De komende periode oefenen we: Woordenschat: woorden bij het thema Schrijven: een woordweb maken en een kort verhaal schrijven, stappenplan schrijven Luisteren en spreken: Naar een routebeschrijving/verhaal luisteren, een kort verhaal navertellen, vragen stellen Kijk op taal: voorzetsels leren en bijvoeglijke naamwoorden, t.t. en v.t. van werkwoorden, alfabet
Hiervoor gebruiken we de methode ‘Spelling op maat.’ Het werkt op dezelfde manier als ‘Taal op maat.’ Bij de spellingsmoeilijkheden wordt de kinderen een strategie geleerd, waardoor ze leren hoe ze de woorden kunnen schrijven. Iedere spellingscategorie heeft een eigen kaart. Door deze kaart worden de kinderen herinnerd aan de spellingscategorie en leren ze nadenken welk woord daarbij hoort. In het werkschrift staan de spellingskaarten ook bij de opdrachten. Hieronder staan in het werkschrift de kaarten: Gebakje: woorden beginnen met ge- be- of ver. Mieren: ‘de e klinkt als u’. Een ander voorbeeld. Dit zijn woorden met een lange klank (haas)en een korte klank (kip). Kijk maar bij opgave 3. Het zijn de gele vierkanten. Geel betekent: luisterwoord. Je schrijft het woord zoals je het hoort.
Binnenkort kunnen de spellingswoorden ook thuis op de computer op “BLOON” geoefend worden. “BLOON” betekent: Bekijken, Lezen, Omkeren, Opschrijven, Nakijken.
Ieder kind krijgt een eigen inlogcode en wordt op school vertrouwd gemaakt met BLOON.

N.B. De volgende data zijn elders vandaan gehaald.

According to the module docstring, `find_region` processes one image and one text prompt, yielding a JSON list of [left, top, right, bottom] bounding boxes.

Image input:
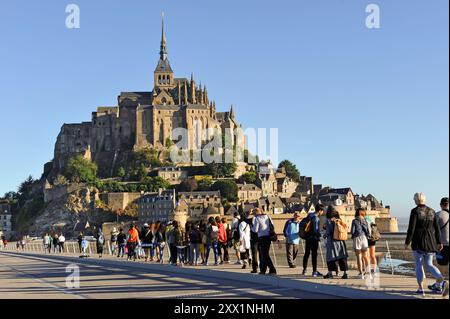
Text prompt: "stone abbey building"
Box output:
[[53, 21, 240, 176]]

Belangrijk is het technisch lezen en het tempo leren lezen. Dit oefenen wij met ‘ .’ We lezen hierbij met voor-koordoor. Tempo lezen is ook belangrijk bij het begrijpend lezen. Als je langzaam leest ben je, voordat je aan het einde van het verhaal bent, al vergeten wat er in het begin van het verhaal stond. Dit is een voorbeeld van een boekje van eind groep 4. In groep 5 werkt dit hetzelfde.
Bij Grip maken we gebruik van 7 leesstrategieën om goed begrijpend te leren lezen en vragen n.a.v. een tekst te kunnen beantwoorden. 1. Doel bepalen, waarom lees ik de tekst? 2. Voorspellen, waar gaat de tekst over? 3. (voor)kennis ophalen, wat weet ik al over het onderwerp? 4. Herstellen, wat die ik als ik het niet meer snap? 5. Vragen stellen, welke vragen zie ik in de tekst? 6. Visualiseren, welk plaatje past bij de tekst? 7. Samenvatten, hoe vat ik de tekst samen? Ik gebruik kernwoorden en kernzinnen.
Met de methode ‘Lekker lezen,’ Krijgen de kinderen vaardigheden aangeboden in het technisch lezen. Dit doen ze in een basis-, zorg- en plusgroep. Een ieder oefent op zijn eigen niveau. Is na het CITO lezen het groepsniveau ruim behaald, dan mogen de kinderen extra zelfstandig lezen. In groep 6 krijgen ze dan opnieuw ‘Lekker lezen,’ op het plusniveau van groep 6.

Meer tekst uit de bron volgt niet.